Sea and island tourism a ‘gold mine’ that needs to be tapped fully

Sea and island tourism has long been a magnet, attracting over 70 percent of the total foreign tourists to Vietnam. However, the country has yet to fully tap its potential and advantages to develop this type of tourism in a better way.
Vietnam boasts a coastline of 3,260km, with nearly 400 beaches and over 3,000 islands (Photo:

Vietnam boasts a coastline of 3,260km, with nearly 400 beaches and over 3,000 islands (Photo:

Vietnam boasts a coastline of 3,260km, with nearly 400 beaches and over 3,000 islands, stretching from the North to the South. Many of them have gained international titles. For example, Ha Long Bay in the northern province of Quang Ninh is among the seven New Wonders of the World. My Khe Beach in the central city of Da Nang has been named among the 10 best beaches in Asia, as voted on by readers of renowned travel website TripAdvisor.

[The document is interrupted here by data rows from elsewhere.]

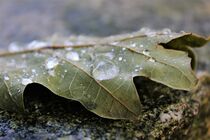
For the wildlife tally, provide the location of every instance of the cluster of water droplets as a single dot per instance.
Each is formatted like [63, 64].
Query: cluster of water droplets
[50, 64]
[105, 70]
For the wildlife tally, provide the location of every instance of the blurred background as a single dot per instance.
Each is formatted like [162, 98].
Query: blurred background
[26, 20]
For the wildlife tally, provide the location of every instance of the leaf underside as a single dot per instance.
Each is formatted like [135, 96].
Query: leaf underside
[99, 74]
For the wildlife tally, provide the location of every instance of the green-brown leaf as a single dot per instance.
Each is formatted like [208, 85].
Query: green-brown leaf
[100, 75]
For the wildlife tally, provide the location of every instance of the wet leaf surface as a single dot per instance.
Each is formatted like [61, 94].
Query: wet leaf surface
[99, 72]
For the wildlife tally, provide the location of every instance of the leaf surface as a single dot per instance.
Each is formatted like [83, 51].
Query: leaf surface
[99, 73]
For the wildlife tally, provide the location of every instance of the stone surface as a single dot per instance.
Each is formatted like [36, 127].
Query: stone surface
[166, 113]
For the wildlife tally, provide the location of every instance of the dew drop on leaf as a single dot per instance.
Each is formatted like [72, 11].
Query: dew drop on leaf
[6, 78]
[51, 63]
[146, 52]
[74, 56]
[151, 59]
[105, 70]
[120, 58]
[166, 31]
[26, 81]
[36, 44]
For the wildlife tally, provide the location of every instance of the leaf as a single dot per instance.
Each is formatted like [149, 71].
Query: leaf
[99, 73]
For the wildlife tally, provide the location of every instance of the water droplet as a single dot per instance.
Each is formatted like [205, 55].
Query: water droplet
[144, 30]
[33, 70]
[36, 44]
[68, 43]
[123, 49]
[105, 70]
[151, 59]
[6, 78]
[133, 45]
[146, 52]
[182, 32]
[114, 43]
[120, 58]
[74, 56]
[110, 55]
[26, 81]
[51, 72]
[151, 34]
[166, 31]
[13, 47]
[51, 63]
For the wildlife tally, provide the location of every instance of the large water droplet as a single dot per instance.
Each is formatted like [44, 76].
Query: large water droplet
[51, 63]
[120, 58]
[13, 47]
[36, 44]
[26, 81]
[133, 45]
[146, 52]
[151, 59]
[105, 70]
[74, 56]
[6, 78]
[166, 31]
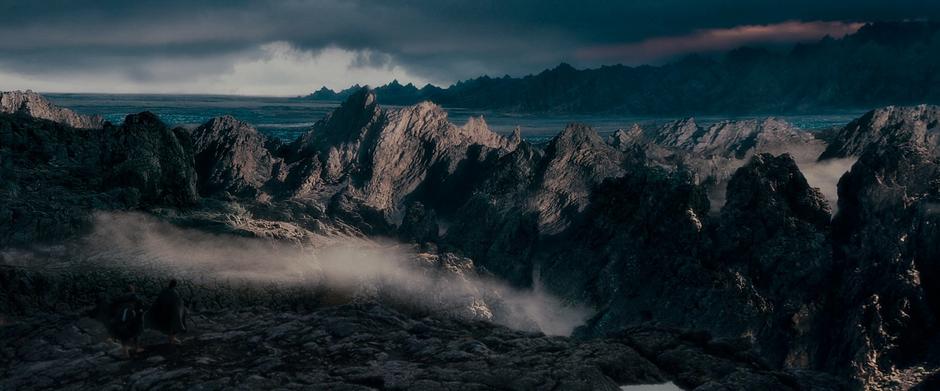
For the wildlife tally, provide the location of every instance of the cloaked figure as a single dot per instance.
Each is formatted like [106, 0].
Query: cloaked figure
[124, 319]
[167, 314]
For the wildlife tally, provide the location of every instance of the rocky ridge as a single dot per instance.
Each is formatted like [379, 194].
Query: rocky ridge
[622, 225]
[35, 105]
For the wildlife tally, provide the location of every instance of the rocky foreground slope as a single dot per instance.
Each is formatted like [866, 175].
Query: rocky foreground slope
[716, 228]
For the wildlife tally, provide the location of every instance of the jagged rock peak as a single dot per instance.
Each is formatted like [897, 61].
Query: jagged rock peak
[230, 155]
[738, 139]
[577, 134]
[676, 133]
[625, 138]
[516, 136]
[35, 105]
[917, 126]
[773, 187]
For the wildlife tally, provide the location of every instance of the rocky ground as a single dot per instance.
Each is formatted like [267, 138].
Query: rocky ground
[371, 346]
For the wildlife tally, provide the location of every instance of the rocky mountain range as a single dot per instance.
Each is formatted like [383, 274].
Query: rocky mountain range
[882, 63]
[718, 234]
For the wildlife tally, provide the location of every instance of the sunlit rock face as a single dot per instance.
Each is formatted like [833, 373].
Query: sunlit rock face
[35, 105]
[889, 126]
[381, 156]
[231, 156]
[628, 226]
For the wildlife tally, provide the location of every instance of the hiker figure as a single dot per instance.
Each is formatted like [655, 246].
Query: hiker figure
[168, 313]
[125, 320]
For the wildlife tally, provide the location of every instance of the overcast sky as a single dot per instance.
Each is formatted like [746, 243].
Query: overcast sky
[294, 47]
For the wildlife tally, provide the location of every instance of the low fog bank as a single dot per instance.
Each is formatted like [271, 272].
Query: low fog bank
[360, 268]
[825, 176]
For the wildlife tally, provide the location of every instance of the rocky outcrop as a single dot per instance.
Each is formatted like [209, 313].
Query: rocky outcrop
[35, 105]
[773, 232]
[885, 303]
[886, 127]
[286, 339]
[738, 139]
[144, 154]
[379, 157]
[231, 156]
[624, 139]
[419, 224]
[623, 225]
[54, 175]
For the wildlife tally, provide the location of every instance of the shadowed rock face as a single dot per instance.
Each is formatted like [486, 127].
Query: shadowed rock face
[231, 156]
[886, 127]
[143, 153]
[774, 230]
[885, 304]
[54, 175]
[35, 105]
[622, 225]
[736, 139]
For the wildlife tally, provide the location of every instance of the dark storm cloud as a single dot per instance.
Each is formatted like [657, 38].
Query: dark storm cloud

Meanwhile, US-based Time Magazine voted Phu Quoc as one of the top 100 most amazing islands in the world in 2021. In November 2022, surpassing six world-famous islands, Phu Quoc was honoured by the World Travel Awards as "The island with the world's top captivating natural beauty”.

Pham Hong Long, head of the Faculty of Tourism Studies of the University of Social Sciences and Humanities (Vietnam National University, Hanoi), said it is not by chance that Vietnam's Tourism Development Strategy to 2025, with a vision to 2030, orientates that sea and island tourism is one of the four main types of Vietnam's tourism.

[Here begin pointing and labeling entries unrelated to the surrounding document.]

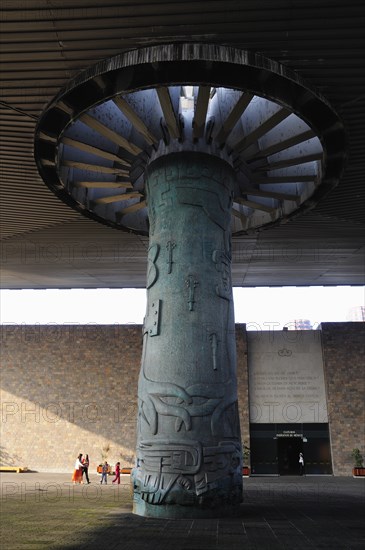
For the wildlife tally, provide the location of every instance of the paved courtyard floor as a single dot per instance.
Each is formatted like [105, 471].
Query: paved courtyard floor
[45, 511]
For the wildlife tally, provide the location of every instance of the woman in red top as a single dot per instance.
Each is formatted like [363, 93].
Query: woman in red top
[117, 473]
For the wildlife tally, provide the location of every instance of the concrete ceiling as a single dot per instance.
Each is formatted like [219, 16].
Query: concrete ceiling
[46, 244]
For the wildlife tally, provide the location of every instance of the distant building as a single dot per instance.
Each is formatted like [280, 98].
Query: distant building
[356, 313]
[301, 324]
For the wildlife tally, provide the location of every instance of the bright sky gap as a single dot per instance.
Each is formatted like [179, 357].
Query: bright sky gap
[264, 308]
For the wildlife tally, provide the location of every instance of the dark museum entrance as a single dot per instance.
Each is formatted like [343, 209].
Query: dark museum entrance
[288, 455]
[275, 448]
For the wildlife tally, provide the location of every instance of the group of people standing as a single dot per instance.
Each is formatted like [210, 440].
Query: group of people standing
[81, 469]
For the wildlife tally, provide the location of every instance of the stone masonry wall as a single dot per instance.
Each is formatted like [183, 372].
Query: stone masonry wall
[70, 389]
[344, 362]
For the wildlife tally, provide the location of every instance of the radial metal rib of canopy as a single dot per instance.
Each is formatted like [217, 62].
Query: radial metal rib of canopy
[94, 141]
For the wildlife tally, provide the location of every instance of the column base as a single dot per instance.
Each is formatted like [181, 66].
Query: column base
[176, 511]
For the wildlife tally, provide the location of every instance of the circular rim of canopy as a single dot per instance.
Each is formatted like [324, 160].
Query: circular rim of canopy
[201, 65]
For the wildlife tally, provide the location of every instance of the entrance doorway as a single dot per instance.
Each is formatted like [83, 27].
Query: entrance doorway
[288, 455]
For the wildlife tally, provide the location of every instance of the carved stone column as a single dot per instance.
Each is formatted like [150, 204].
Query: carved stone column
[188, 451]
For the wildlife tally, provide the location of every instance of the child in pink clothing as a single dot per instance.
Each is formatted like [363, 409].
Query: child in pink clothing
[117, 473]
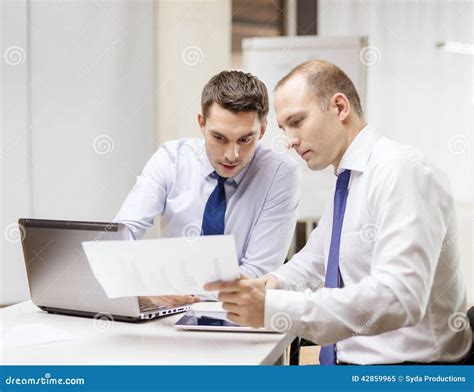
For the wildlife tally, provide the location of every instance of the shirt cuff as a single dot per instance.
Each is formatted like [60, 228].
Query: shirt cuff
[283, 310]
[280, 278]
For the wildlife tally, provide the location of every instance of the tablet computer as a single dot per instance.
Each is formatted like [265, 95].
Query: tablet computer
[212, 321]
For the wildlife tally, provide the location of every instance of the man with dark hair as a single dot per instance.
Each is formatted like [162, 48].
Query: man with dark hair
[224, 184]
[379, 281]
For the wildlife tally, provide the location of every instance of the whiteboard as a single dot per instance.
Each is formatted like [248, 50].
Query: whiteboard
[270, 59]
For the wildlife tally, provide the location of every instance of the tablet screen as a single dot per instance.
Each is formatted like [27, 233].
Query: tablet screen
[206, 319]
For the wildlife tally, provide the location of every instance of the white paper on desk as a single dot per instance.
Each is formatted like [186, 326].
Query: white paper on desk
[165, 266]
[33, 334]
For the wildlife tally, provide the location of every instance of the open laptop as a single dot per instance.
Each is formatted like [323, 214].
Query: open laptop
[60, 278]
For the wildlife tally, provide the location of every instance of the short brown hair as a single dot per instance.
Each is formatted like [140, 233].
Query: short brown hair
[236, 91]
[324, 80]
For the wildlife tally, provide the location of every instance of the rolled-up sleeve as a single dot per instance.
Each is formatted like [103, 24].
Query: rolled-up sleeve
[147, 199]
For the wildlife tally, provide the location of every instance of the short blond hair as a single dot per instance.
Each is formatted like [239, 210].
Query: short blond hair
[325, 79]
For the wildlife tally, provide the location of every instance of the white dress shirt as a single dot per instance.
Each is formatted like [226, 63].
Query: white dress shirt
[261, 201]
[399, 262]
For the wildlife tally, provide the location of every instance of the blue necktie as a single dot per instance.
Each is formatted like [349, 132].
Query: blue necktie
[328, 356]
[214, 213]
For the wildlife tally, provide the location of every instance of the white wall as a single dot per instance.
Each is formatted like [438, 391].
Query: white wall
[14, 147]
[193, 43]
[90, 103]
[416, 93]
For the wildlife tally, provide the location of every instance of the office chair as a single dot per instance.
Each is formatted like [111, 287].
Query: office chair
[296, 345]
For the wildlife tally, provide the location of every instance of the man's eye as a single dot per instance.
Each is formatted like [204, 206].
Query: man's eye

Meanwhile, the Strategy for Sustainable Development of Vietnam's Sea-based Economy to 2030, with a vision to 2045, defines that tourism and marine services are the top priority in six breakthroughs of the marine economy by 2030. Therefore, it is a ‘gold mine’ of the green economy, said Long, stressing the need for more attention from the State to help it develop further.

However, by now, Vietnam has exploited only 20% of the beaches across the nation, mostly renowned ones such as Ha Long Bay, Sam Son, Cua Lo, Lang Co, Da Nang, Nha Trang, Mui Ne, and Phu Quoc.This makes these beaches overloaded in the peak season, leading to many consequences in terms of business culture, environmental degradation, conflicts over the use of marine resources, and price inflation.

In addition, human resources in the post-pandemic period are few in quantity and weak in skills. In particular, Vietnam does not have high-class products that help increase revenue and boost sustainable development. Pham Ha, CEO and Founder of Lux Group - Asia’s leading luxury travel and tourism company, stated that current policies have not really created favourable conditions for investors to develop tourism services at sea and islands.

According to him, when investing in operating Emperor Cruise in Nha Trang, it took his company a lot of time and money to get 18 types of licenses from many different management agencies. Applying for licenses to invest in yachts in Phu Quoc is also facing similar difficulties, he added. Therefore, he stressed the need to have a strategy and plan to exploit sea and island tourism more harmoniously and sustainably.